The regulatory decision was supported by findings from the phase 2 FIGHT-203 trial (NCT03011372), which examined the safety and efficacy of pemigatinib in a total of 28 patients with relapsed or refractory MLNs with FGFR1 rearrangement. Patients could have relapsed following allogeneic hematopoietic stem cell transplantation (allo-HSCT) or after a disease-modifying therapy or were not eligible to undergo allo-HSCT or other disease-modifying treatments.
Pemigatinib elicited a complete response (CR) rate of 78% (95% CI, 52%-94%) in patients with chronic phase in the marrow with or without extramedullary disease (EMD; n = 18). In these patients, the median time to CR was 104 days (range, 44-435), and the median duration of CR was not yet reached (range, 1+ to 988+ days).
Of those with blast phase in the marrow with or without EMD (n = 4), 2 patients achieved a CR with pemigatinib; the duration of response ranged from 1+ to 94 days.

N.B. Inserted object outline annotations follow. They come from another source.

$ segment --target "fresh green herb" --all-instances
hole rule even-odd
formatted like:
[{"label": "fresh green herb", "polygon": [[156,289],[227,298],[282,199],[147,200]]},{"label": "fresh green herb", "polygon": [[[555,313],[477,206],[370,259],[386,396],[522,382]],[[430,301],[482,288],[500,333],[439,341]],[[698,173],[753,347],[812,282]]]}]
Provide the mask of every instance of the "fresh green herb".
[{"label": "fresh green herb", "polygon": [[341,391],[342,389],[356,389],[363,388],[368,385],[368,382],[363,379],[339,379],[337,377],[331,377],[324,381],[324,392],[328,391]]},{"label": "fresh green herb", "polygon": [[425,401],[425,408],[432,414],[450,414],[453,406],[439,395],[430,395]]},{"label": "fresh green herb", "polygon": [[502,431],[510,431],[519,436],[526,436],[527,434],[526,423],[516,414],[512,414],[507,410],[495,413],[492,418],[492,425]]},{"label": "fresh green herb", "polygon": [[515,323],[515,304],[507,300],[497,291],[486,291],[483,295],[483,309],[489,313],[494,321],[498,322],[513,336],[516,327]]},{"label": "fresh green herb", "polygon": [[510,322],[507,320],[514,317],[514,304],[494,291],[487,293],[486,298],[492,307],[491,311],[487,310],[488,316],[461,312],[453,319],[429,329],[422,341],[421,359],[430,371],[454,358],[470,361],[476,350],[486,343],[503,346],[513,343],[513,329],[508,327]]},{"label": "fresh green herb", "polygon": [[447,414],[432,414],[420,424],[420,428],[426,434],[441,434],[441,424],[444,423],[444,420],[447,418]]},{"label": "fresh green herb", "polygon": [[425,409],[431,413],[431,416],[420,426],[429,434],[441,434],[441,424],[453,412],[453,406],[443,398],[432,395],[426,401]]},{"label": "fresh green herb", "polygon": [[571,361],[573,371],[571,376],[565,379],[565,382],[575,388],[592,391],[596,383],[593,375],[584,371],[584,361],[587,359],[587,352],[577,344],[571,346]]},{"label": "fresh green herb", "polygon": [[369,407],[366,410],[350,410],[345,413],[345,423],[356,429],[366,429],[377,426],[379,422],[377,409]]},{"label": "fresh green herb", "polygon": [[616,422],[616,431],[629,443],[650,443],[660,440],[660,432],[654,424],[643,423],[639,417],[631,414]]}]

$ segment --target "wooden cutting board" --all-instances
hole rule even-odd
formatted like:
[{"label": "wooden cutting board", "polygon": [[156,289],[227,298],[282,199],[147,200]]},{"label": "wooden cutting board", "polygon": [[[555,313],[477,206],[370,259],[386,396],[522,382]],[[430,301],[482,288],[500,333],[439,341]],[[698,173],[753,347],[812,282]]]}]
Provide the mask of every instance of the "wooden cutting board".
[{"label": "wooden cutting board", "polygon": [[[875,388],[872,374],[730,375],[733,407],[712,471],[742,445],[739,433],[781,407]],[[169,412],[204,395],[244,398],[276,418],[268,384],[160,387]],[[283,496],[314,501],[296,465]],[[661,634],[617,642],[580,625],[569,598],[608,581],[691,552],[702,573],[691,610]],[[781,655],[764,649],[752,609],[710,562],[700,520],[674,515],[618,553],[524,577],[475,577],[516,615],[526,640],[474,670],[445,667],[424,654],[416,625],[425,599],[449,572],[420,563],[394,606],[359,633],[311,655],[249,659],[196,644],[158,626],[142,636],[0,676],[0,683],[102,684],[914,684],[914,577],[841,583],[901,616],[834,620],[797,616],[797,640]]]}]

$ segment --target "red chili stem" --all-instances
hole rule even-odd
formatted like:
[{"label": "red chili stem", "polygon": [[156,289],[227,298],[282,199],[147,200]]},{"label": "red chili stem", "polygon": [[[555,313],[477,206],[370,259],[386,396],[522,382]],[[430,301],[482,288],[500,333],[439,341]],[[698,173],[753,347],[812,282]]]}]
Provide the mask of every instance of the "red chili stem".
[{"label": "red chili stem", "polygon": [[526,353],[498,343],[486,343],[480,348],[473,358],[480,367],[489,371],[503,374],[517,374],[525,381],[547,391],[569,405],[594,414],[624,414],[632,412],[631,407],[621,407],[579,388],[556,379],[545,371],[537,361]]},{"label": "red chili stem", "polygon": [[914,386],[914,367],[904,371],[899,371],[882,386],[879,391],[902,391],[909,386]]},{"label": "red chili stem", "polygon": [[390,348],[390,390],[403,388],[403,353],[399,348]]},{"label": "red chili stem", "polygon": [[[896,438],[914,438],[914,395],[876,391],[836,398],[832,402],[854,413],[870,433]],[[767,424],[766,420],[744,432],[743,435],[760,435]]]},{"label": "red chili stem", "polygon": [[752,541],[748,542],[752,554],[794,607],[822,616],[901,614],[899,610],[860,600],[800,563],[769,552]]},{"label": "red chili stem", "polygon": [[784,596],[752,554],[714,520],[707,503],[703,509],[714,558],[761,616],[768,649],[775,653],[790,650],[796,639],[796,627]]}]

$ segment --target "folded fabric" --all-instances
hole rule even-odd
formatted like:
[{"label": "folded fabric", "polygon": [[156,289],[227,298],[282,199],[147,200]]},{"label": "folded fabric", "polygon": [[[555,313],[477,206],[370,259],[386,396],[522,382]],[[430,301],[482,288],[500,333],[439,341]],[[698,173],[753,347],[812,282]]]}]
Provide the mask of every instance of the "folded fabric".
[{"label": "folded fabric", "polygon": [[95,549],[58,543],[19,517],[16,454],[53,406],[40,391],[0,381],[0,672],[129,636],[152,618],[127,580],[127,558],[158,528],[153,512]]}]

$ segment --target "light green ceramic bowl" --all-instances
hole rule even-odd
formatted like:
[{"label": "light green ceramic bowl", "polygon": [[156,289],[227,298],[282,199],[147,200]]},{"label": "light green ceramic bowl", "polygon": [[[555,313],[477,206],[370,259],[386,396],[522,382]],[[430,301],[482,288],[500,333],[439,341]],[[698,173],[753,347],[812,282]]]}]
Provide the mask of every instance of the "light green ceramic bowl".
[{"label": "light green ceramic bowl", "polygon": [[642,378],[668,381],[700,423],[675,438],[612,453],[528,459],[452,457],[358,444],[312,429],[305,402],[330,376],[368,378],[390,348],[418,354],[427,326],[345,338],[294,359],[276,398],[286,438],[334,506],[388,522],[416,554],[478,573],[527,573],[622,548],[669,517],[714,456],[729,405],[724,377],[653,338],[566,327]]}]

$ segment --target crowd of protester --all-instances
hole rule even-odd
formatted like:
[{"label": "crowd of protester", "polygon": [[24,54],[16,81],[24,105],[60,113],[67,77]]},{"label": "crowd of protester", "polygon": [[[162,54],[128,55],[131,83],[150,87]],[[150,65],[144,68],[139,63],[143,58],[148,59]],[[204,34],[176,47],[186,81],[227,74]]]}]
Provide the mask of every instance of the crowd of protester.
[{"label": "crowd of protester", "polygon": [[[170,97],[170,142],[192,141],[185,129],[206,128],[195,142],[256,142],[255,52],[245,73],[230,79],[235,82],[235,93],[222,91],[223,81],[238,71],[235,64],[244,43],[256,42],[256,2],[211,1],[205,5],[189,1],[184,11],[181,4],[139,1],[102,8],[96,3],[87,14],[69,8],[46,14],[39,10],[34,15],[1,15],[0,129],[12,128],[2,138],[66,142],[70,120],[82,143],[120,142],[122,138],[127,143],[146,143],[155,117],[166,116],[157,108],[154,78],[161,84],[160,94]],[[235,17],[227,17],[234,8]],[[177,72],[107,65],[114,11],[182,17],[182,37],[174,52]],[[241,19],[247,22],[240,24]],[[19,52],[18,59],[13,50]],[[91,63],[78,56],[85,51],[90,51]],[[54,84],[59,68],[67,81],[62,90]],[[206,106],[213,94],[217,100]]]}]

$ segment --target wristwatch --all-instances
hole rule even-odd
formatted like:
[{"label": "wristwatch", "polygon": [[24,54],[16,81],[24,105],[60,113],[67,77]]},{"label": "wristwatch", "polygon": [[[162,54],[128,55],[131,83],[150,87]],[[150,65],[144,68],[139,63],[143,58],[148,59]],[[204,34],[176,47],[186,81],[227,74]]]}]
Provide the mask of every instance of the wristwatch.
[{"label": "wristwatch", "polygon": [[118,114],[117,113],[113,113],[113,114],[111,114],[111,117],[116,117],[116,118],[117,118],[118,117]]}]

In those with EMD only (n = 3), 1 patient achieved a CR (duration: 64+ days).
For all patients (n = 28, including 3 patients without evidence of morphologic disease) the complete cytogenetic response rate achieved with pemigatinib was 79% (95% CI, 59%-92%).
Regarding safety, the most common adverse effects, reported in 20% or more of patients, included hyperphosphatemia (74%), nail toxicity (62%), alopecia (59%), stomatitis (53%), diarrhea (50%), dry eye (50%), fatigue (44%), rash (35%), abdominal pain (35%), anemia (35%), constipation (32%), dry mouth (32%), epistaxis (29%), retinal pigment epithelial detachment (26%), extremity pain (26%), decreased appetite (24%), dry skin (24%), dyspepsia (24%), back pain (24%), nausea (21%), blurred vision (21%), peripheral edema (21%) and dizziness (21%).